Ricordo l’apprezzamento sulle bollicine abruzzesi espresso anche da esperti e critici del settore stesso attraverso i numerosi riconoscimenti ricevuti, come ad esempio i punteggi ricevuti da “Falstaff Sparkling Special”, l’edizione dedicata alle eccellenze della produzione spumantistica mondiale edita dalla rivista di settore internazionale Falstaff, 5StarWines - The Book, guida internazionale sui vini italiani proposta da Vinitaly e le guide italiane come BereBene, del Gambero Rosso, “I Migliori Vini Italiani”, di Luca Maroni e Vitae, dell’Associazione nazionale Sommelier Italiani. Come già successo in altre zone d’Italia, la spumantizzazione dei vitigni autoctoni può rappresentare un volano, una nuova prospettiva per il futuro della viticoltura regionale ma allo stesso tempo è una vera e propria sfida per tutto il sistema vitivinicolo abruzzese, storicamente legato alle produzioni di vini Doc fermi come Montepulciano d’Abruzzo e Trebbiano d’Abruzzo. L’opportunità di produrre spumanti Doc, valorizzando le uve locali, favorisce (dovrebbe favorire) sia la differenziazione delle produzioni e la riconoscibilità delle stesse, sia creazione di un legame profondo con il territorio.

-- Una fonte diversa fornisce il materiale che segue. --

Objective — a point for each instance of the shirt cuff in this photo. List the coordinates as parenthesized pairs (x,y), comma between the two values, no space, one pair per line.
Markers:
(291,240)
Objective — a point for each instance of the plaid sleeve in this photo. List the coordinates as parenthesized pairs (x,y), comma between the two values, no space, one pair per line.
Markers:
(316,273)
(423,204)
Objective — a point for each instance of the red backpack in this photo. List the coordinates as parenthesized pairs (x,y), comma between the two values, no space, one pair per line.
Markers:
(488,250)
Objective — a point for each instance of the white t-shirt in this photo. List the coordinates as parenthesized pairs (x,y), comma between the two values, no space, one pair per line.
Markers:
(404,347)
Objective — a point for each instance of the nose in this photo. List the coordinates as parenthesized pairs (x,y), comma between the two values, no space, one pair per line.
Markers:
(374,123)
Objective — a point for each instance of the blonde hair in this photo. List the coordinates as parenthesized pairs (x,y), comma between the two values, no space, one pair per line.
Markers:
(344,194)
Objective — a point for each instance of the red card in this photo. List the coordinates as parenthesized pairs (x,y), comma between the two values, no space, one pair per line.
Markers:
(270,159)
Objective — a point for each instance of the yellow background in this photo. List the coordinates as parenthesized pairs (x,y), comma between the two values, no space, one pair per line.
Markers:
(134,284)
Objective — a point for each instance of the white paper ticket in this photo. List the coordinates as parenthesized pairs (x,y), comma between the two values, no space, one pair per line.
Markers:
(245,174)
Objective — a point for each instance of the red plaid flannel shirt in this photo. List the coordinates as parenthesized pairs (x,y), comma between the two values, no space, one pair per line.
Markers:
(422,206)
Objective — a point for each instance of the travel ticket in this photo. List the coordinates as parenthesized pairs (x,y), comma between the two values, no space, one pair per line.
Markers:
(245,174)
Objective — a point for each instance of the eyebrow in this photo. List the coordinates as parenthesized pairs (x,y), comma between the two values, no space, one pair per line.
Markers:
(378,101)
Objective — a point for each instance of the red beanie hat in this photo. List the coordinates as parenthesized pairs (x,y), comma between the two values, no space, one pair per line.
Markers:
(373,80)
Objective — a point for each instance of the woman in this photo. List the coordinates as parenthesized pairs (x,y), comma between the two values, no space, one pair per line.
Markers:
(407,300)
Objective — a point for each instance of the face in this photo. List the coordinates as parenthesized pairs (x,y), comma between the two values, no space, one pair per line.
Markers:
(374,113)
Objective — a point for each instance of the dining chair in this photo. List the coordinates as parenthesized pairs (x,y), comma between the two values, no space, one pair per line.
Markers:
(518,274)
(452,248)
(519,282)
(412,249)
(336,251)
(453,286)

È evidente che l’Abruzzo ha in questo campo già molti punti di forza: innanzitutto le uve autoctone, naturalmente predisposte per la produzione di bollicine, la “Doc Abruzzo”, nata per tutelare e valorizzare i principali vitigni regionali, ha tra le varie tipologie quella dello spumante con il riconoscimento del territorio a garanzia della qualità, tipicità e origine dei vini e definendo anche l’imbottigliamento in regione. Gli esperti sono d’accordo nel ritenere la Doc importante perché racconta un territorio, dice quali vitigni utilizzare per produrre uno spumante e come farlo. E in aggiunta, il marchio collettivo Trabocco secondo il progetto per cui è nato, identifica ulteriormente la categoria degli spumanti prodotti, sempre da uve autoctone, con metodo charmat e imbottigliati in regione.

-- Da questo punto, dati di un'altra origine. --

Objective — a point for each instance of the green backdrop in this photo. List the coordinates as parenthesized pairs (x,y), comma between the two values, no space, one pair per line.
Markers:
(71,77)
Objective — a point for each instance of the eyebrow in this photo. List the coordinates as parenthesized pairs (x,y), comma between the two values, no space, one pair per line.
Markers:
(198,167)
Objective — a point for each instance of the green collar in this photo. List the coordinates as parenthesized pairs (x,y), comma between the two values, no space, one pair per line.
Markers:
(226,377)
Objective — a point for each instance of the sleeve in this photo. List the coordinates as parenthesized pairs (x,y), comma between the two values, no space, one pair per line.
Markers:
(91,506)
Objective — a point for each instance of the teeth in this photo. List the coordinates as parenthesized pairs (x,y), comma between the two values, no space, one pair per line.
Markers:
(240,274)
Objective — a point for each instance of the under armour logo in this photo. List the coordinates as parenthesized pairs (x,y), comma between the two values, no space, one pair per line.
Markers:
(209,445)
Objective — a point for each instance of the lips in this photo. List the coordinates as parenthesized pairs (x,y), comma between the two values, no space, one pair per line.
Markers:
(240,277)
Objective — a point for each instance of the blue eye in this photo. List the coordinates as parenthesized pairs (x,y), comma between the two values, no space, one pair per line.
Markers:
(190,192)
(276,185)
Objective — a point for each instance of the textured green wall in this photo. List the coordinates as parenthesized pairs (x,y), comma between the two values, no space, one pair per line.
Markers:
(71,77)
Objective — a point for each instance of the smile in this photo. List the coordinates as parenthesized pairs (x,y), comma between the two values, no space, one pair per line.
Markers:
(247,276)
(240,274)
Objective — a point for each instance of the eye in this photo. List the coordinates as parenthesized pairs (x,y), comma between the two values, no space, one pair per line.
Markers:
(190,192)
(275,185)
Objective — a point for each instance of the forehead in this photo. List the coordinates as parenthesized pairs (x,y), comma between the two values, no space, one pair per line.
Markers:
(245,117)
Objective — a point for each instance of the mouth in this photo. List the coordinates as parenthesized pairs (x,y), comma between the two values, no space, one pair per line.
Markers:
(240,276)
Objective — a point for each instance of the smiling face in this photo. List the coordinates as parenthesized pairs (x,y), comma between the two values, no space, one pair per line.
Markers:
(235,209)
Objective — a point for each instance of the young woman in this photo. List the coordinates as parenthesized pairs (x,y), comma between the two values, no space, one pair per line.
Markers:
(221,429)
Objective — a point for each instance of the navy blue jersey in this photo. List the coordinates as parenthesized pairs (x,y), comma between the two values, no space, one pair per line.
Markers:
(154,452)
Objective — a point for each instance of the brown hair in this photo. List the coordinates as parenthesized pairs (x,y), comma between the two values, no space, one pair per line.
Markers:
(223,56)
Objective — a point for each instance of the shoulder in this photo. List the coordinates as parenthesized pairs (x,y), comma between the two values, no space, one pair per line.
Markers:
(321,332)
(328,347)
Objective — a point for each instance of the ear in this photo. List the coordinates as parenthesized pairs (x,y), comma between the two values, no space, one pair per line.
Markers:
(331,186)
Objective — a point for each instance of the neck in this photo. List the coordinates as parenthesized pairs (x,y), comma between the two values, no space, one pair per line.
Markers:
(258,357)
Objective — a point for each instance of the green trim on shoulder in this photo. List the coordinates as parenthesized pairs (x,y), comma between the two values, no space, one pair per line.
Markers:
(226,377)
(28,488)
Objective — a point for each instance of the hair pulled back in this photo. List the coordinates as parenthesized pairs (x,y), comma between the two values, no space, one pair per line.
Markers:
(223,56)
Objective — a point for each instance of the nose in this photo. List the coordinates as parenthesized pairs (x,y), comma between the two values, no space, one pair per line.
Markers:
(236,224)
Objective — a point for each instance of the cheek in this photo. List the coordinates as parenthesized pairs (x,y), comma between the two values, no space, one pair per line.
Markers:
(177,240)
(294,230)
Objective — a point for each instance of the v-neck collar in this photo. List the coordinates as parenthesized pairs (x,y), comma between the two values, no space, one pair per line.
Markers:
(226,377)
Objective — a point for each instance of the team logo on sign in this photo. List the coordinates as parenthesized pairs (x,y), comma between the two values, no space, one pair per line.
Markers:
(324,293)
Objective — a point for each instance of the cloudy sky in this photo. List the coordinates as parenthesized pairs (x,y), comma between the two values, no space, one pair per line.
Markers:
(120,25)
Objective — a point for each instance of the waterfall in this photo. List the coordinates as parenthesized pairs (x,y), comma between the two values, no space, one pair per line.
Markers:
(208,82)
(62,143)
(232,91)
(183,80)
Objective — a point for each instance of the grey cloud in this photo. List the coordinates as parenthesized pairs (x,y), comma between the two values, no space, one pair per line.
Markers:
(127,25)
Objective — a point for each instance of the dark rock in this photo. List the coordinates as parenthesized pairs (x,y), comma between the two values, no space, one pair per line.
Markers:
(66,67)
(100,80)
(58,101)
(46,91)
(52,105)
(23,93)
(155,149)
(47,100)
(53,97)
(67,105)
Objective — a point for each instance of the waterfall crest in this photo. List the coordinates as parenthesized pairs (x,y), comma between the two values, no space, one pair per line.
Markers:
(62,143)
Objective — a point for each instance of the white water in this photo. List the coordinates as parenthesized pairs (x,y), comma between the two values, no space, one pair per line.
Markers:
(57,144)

Insomma, le uve ci sono, la tutela anche, la qualità è già riconosciuta, la realtà produttiva è pronta. A tirare le somme si può ben sperare per un futuro radioso delle bollicine abruzzesi. Ma solo quando si affacceranno nei mercati internazionali dove, sicuramente, faranno la differenza due aspetti fondamentali: la promozione e il gioco di squadra di tutti i produttori abruzzesi.